During acute injury, energy needs are increased. In fact, BMR
may increase by 15 – 50% based on the severity of the trauma. For
example, sports injury and minor surgery may increase BMR by
15-20%, while major surgery and burn injury may lead to a 50%
increase in BMR. When trying to determine energy needs during
recovery from injury, it’s important to consider this increase in
energy requirement.

Of course, comparatively speaking, an athlete will have to eat less
during injury recovery than during training and competition. Yet if
they return to baseline intake, they may be under eating.

Let’s take the example of a young athlete here.

Example Athlete
Male – 14y
5’6″, 140 lbs

Basal Metabolic Rate

1611 kcal/day (based on the mean of 3 predictive equations)

Energy needs when sedentary
1933 kcal/day (based on activity factor of 1.2)

Energy needs with daily training/competition
2739kcal/day (based on activity factor of 1.7)

Energy needs during injury recovery
2319kcal/day (based on activity factor of 1.2 and a 20% increase in
metabolism due to injury)

As you can see, although energy intake should decrease (relative
to training and competition) during periods of injury repair,
returning to baseline intake will lead to underfeeding.
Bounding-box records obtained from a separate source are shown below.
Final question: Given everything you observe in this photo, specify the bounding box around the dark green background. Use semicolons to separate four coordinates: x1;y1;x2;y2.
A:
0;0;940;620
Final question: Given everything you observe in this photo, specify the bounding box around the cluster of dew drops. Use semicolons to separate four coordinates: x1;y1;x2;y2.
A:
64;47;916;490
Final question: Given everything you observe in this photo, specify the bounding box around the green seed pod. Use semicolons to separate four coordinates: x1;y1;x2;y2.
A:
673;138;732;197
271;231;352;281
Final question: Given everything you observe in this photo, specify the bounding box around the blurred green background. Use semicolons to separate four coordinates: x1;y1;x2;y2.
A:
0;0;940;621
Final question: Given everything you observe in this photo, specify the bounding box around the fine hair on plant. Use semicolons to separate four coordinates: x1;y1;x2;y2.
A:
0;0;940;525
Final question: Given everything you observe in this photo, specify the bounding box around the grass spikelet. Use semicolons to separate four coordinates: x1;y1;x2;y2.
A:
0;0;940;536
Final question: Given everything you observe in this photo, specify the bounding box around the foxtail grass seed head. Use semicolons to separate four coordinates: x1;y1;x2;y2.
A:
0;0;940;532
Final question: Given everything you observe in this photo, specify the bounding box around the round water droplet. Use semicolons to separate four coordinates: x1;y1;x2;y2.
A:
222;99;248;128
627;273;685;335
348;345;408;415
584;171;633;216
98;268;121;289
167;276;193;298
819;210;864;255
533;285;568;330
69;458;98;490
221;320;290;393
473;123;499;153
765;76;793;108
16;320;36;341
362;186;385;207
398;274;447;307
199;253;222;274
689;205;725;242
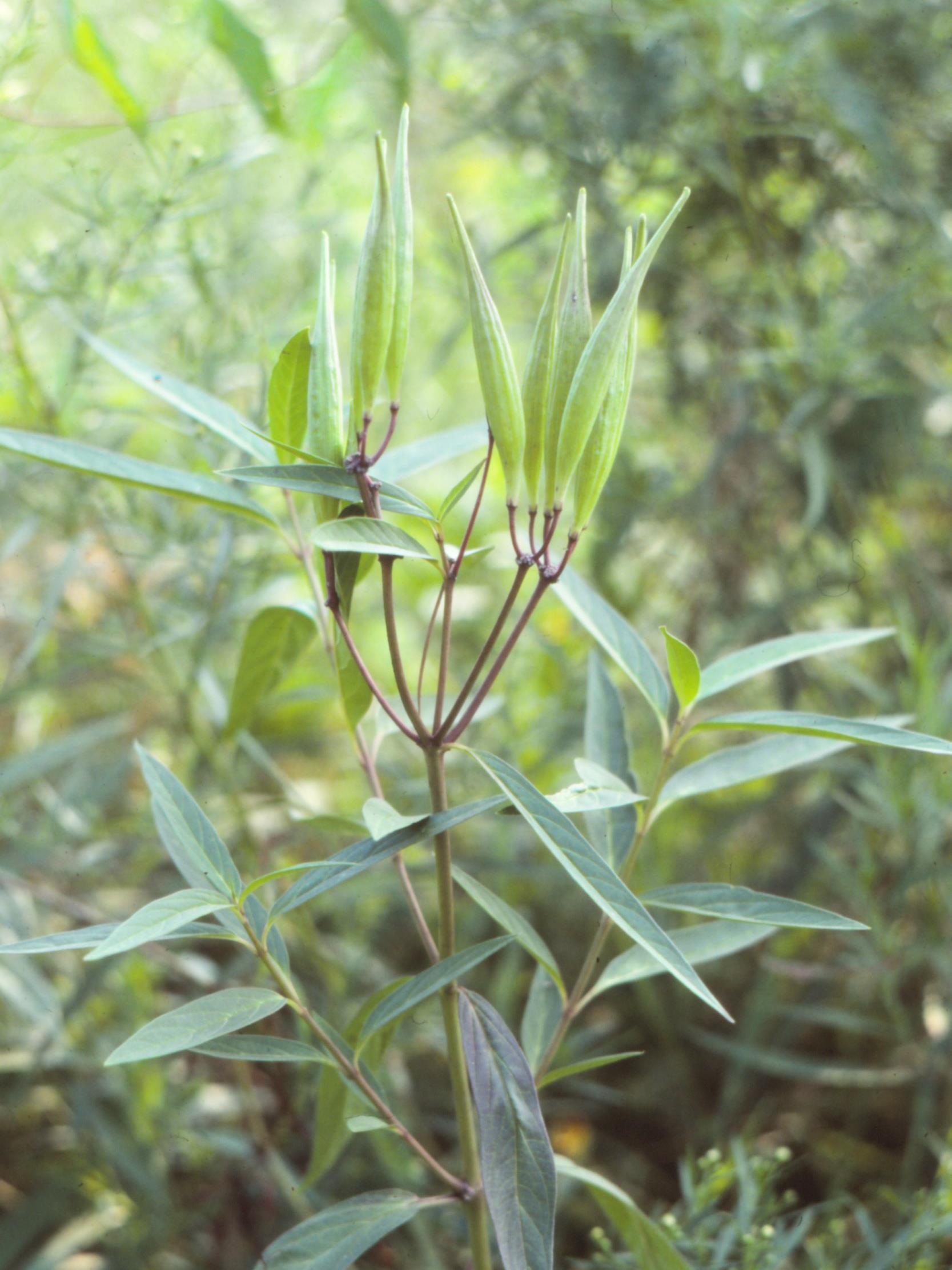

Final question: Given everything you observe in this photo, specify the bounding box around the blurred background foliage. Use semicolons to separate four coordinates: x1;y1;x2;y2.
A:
0;0;952;1270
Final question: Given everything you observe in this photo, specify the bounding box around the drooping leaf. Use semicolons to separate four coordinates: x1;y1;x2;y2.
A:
85;889;236;961
311;516;433;560
63;322;274;463
556;1156;690;1270
460;747;732;1021
203;0;282;129
136;743;241;899
0;428;274;524
641;882;870;931
460;989;556;1270
373;420;486;480
585;922;777;1001
105;988;287;1067
358;935;513;1052
268;326;311;446
538;1049;645;1089
256;1190;423;1270
661;626;701;710
226;604;318;733
266;798;505;919
222;463;434;520
698;626;895;701
553;569;670;724
694;710;952;754
519;965;565;1072
453;865;565;996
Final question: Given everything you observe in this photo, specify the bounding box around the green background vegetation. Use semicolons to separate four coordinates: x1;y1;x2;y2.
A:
0;0;952;1270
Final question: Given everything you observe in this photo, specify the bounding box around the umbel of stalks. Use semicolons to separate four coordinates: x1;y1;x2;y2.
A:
350;132;396;429
447;194;525;507
552;188;690;511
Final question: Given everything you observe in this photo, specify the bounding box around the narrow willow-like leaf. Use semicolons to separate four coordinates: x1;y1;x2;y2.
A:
447;194;525;507
460;746;732;1023
585;922;777;1001
538;1049;645;1089
268;328;311;446
522;216;573;512
661;626;701;710
0;428;274;524
552;188;690;508
269;798;507;919
105;988;287;1067
311;516;433;560
222;463;435;520
641;882;870;931
387;104;414;401
453;865;565;996
69;322;274;463
556;1156;690;1270
226;604;318;733
192;1032;336;1069
553;569;670;727
136;743;241;899
460;989;556;1270
256;1190;423;1270
358;935;513;1049
85;889;236;961
698;626;896;701
693;710;952;754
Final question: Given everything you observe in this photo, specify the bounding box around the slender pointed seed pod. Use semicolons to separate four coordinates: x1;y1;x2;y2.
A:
307;233;347;520
350;132;396;431
522;216;571;512
569;227;638;537
387;106;414;401
447;194;525;507
545;188;592;512
553;187;690;508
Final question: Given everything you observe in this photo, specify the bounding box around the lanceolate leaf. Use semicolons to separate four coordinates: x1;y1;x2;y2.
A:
358;935;512;1049
641;883;870;931
85;890;236;961
65;322;274;463
227;604;318;731
311;516;433;560
556;1156;689;1270
105;988;287;1067
553;569;670;724
256;1190;424;1270
136;744;241;899
265;798;507;919
694;710;952;754
585;922;777;1001
698;626;895;701
0;428;274;524
222;463;434;520
461;747;732;1021
460;989;556;1270
453;865;565;996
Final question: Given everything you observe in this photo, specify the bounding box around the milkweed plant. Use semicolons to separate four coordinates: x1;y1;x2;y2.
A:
0;108;952;1270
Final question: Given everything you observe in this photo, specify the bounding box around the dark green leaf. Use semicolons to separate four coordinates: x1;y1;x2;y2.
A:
0;428;274;524
553;569;670;725
105;988;287;1067
460;989;556;1270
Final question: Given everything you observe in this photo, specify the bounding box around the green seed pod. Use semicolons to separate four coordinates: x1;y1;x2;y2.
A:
447;194;525;507
350;132;396;429
522;216;571;512
387;106;414;401
307;233;347;523
553;188;690;508
546;188;592;512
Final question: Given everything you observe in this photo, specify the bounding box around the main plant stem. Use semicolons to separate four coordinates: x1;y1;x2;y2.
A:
424;747;492;1270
Macronutrient Needs During Injury

When it comes to the macronutrients, increased dietary protein
is recommended for injury repair. These increases are based on
increasing the clinical recommendations from the usual 0.8g/kg to
1.5-2.0g/kg.

Since many athletes will already be hitting this 1.5-2.0g/kg
mark, these needs should be covered. So, if a rapid return to
normal function is desired, this is one area that should not be
neglected. Injured athletes should absolutely strive for 1g of
protein per pound of body weight as a minimum.

Dietary fat has already been discussed and to recap, the idea is to
balance out dietary fat by getting about 1/3 of total fat intake
from each of the three types of fat. Further, the omega 6:3 ratio
should come down to anywhere from 3:1 to 1:1.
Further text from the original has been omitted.